Because Social Security benefits are not enough to provide a comfortable life, especially for seniors with significant health concerns, failing to build robust retirement savings ultimately means that retirement is all but impossible. Rising numbers of Americans over 65 looking for work demonstrate that doing the bare minimum to prepare for retirement does not a successful retirement plan make.
However, not everyone can easily make room in their household budget for intensive retirement savings. If you are barely able to pay rent and utilities, how are you supposed to save money for an uncertain future?
Return to Your Budget
If you don’t already have a household budget, your first step should be to create one. Retirement planning begins with understanding the costs of your current lifestyle and projecting these expenses forward to develop an idea of how much money you need to save for a comfortable retirement. Building a budget will give you a picture of your cash flow and provide more control over how you are using your money, which might free up some money for retirement savings.

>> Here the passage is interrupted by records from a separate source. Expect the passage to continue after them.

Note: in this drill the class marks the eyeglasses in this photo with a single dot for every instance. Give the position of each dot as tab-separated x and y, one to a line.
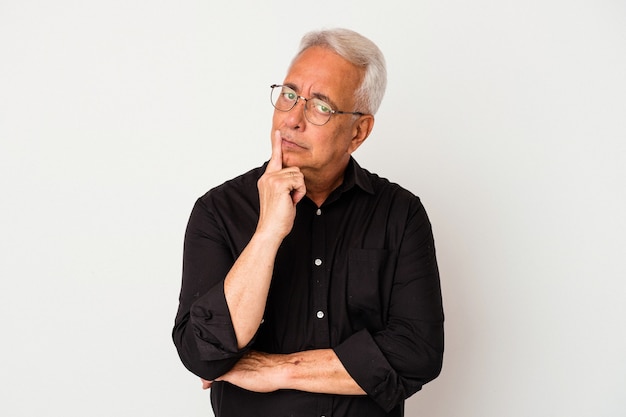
316	111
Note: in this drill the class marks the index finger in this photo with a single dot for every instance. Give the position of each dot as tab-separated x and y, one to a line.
276	161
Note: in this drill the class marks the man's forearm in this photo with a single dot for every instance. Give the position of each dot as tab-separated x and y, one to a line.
318	371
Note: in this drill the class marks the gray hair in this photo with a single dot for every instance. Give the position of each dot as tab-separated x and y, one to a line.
360	51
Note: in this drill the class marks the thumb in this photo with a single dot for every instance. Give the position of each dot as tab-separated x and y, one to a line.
276	161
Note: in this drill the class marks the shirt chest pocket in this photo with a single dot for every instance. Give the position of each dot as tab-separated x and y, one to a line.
370	278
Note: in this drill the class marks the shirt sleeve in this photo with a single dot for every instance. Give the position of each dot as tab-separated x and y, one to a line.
395	362
203	332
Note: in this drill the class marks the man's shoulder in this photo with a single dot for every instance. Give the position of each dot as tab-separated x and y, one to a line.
383	186
241	186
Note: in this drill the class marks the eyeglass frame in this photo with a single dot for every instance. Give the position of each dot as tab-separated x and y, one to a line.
306	100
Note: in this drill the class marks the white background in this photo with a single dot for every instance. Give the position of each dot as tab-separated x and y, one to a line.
508	118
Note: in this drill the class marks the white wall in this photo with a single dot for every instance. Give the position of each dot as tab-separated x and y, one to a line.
508	118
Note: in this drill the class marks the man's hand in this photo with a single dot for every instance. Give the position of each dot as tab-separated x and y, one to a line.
280	189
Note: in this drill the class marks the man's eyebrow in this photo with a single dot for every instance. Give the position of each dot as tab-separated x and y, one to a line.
318	96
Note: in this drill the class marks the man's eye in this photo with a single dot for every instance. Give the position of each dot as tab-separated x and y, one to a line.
322	108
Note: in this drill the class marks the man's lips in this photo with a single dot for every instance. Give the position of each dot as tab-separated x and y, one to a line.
290	143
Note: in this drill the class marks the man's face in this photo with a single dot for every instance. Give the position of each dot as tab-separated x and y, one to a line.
318	72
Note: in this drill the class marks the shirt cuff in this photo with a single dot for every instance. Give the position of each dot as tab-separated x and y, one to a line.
370	369
213	327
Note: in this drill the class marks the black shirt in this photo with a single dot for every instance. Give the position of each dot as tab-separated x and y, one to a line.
357	275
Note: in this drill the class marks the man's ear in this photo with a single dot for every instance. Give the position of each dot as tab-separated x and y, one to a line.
362	129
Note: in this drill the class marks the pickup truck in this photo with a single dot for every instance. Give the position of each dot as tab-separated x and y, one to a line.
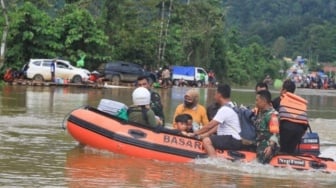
189	74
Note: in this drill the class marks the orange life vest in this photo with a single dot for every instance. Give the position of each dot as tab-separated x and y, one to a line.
293	108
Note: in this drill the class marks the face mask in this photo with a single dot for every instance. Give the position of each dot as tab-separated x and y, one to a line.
188	104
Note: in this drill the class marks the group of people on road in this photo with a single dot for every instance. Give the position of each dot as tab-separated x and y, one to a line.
220	129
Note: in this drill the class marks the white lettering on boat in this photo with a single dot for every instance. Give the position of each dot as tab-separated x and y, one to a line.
175	140
291	162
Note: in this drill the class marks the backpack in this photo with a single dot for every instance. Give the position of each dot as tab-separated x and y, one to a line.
246	120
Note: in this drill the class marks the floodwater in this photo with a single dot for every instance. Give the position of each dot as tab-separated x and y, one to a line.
35	151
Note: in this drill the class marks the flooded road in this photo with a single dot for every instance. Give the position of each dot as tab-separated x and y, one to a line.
37	152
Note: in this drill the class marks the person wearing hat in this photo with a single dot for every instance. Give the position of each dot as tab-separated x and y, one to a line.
192	107
140	111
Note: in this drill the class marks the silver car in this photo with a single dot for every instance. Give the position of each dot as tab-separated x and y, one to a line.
40	70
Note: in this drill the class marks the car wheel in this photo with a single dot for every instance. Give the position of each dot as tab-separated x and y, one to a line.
115	79
38	78
77	79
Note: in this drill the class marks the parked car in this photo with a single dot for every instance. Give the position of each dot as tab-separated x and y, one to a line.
125	72
39	70
190	74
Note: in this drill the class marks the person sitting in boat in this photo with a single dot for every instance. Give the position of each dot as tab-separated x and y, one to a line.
155	103
267	125
182	123
140	111
225	123
193	108
291	129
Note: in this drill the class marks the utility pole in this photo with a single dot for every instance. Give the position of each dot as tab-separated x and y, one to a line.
4	34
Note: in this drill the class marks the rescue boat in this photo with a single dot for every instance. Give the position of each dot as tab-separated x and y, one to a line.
101	130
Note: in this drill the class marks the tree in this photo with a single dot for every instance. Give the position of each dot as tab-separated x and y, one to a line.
4	34
30	36
80	35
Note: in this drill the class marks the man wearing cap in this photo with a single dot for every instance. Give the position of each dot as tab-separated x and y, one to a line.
192	107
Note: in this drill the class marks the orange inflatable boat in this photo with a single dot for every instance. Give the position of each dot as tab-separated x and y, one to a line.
98	129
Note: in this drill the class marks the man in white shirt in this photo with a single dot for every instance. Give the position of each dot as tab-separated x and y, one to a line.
225	123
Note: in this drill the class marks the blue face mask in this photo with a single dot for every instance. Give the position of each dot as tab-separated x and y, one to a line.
188	104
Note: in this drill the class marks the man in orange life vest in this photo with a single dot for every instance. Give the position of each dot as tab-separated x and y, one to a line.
291	132
267	128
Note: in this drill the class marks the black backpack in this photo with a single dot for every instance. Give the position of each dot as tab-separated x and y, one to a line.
246	120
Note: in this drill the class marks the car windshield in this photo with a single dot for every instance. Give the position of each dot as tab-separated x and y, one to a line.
62	65
46	63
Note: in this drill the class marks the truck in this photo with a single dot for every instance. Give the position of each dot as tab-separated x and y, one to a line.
190	75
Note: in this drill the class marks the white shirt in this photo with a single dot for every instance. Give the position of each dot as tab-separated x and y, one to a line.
228	122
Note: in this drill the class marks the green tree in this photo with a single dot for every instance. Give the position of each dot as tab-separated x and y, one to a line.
31	35
79	35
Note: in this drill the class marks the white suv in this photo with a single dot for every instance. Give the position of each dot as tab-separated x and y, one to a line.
40	70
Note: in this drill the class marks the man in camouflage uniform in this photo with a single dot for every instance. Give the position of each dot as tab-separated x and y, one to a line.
155	103
267	138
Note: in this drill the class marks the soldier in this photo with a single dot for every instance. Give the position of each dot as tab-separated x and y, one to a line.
155	102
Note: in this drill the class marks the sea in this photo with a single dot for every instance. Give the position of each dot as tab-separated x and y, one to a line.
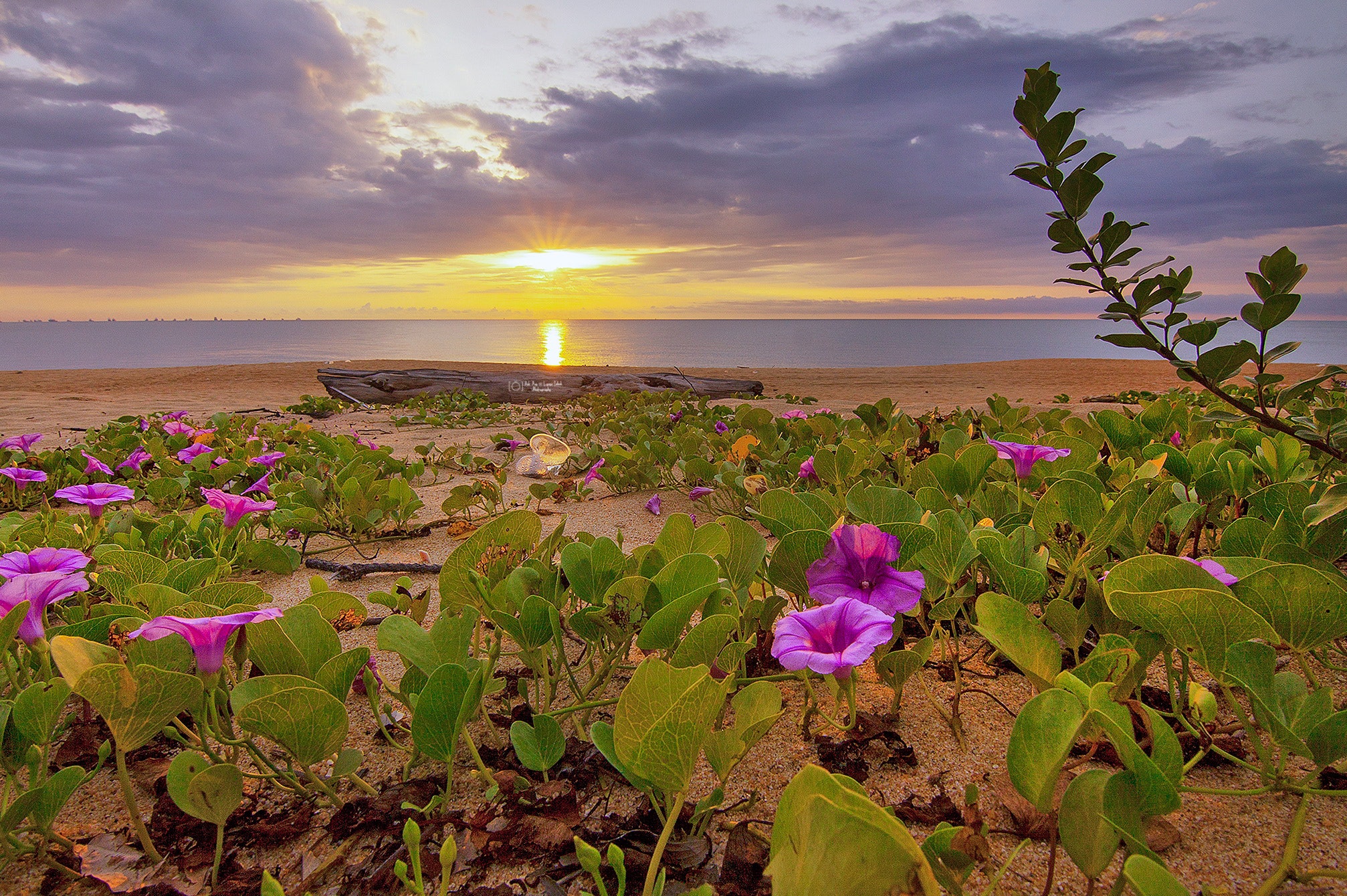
717	344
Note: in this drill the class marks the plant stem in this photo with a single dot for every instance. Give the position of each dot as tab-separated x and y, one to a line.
128	794
477	758
577	707
659	847
220	852
1288	857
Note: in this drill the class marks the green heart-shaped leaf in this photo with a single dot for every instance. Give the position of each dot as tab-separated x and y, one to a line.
539	746
138	702
661	720
308	721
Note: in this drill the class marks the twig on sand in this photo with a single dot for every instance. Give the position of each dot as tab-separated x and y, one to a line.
352	572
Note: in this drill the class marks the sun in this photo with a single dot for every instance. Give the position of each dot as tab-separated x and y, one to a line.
552	260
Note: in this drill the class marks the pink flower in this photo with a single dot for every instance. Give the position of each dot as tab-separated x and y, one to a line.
1217	570
23	476
96	496
1025	456
193	452
208	637
22	442
858	565
235	507
42	560
831	639
94	465
136	460
41	590
358	685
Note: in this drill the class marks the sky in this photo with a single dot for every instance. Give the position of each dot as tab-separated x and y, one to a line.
645	158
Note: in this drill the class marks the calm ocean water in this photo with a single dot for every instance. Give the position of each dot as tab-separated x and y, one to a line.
834	342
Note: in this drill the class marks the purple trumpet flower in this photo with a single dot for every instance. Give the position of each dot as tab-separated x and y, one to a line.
94	465
41	590
22	442
358	685
1217	570
858	565
1025	456
235	507
208	637
22	476
193	452
831	639
43	560
136	460
96	496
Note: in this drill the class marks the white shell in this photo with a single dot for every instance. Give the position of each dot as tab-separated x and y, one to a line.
550	451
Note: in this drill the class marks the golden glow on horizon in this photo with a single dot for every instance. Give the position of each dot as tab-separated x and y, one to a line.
552	260
554	333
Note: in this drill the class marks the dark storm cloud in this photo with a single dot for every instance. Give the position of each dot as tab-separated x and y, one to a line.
911	131
178	139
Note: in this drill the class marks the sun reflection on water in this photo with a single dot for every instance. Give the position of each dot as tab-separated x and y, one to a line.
552	333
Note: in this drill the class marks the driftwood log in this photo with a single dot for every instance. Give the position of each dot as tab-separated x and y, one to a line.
526	384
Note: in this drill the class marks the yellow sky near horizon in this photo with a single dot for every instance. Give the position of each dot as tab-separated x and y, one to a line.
567	282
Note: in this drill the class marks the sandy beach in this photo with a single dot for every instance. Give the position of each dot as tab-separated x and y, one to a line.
47	401
1214	845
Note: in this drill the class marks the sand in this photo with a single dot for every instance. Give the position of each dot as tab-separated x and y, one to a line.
1231	844
49	401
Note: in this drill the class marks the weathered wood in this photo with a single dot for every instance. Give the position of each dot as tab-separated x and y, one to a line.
527	384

When surveying your budget, you should look for unnecessary luxuries. For example, you might pay for multiple streaming platforms — Netflix, Hulu, Amazon Prime and HBO — but neglect to use one or more. Similarly, you might be paying for more cable or internet services than you need, or you might have bad habits of eating out or clothes shopping more than is required for your mental wellbeing. Your goal isn’t to reduce your expenses to the bare minimum of survival, but to trim the fat and find money that might be better used in your retirement fund.
While you should be aiming to save up enough to keep you comfortable for your entire retirement, it is true that some money in your retirement savings is much, much better than no money at all. Even if you can’t afford the full 15 percent of your income devoted to your retirement account, you might be able to deposit $20 per month, or even just $5 per month, into a Roth IRA. Over time, these small amounts will accrue interest, which will make them more beneficial when you retire.
Another tactic is to save certain types of surprise income you come across. You might devote your tax refund to your retirement account, or in the two months where you receive three paychecks, your extra pay might go directly into retirement. If you find money in your pockets or couch cushions, that cash should also be used to bolster your retired lifestyle. Some people commit cash of a certain denomination, like $5 bills or $10 bills, to their retirement account, so they don’t spend all the cash they have on hand. There are dozens of tricks to scrimp and save small amounts of money, so you should try a few to see what works for building your retirement account.
Commit Your Raises
Over time, your income should increase. Some people increase their income through promotions and raises; others become more efficient at their work or find higher paying clients. You might also consider adopting a side hustle, like selling homemade crafts online or doing some freelance work (as long as it does not impact your primary income). Whatever your case may be, you should be increasing your retirement contributions as your income increases. For example, if you receive a raise of 2 percent, you should raise your retirement deposits by the same amount. You should continue doing this until your retirement contributions reach 15 percent of your income per year.
As tempting as it might be to utilize your additional income to improve your lifestyle, your retirement likely needs it more. By immediately committing your raises to your retirement fund, you avoid the issue of decreasing comfort for the sake of retirement; you will not experience the new income until you truly need it, when you retire.
There is no time to think on your retirement; you need to start acting on your retirement plan now to ensure you have enough saved to keep you comfortable and healthy. You can save for retirement even on a meager budget as long as you commit to the idea of a full retirement account.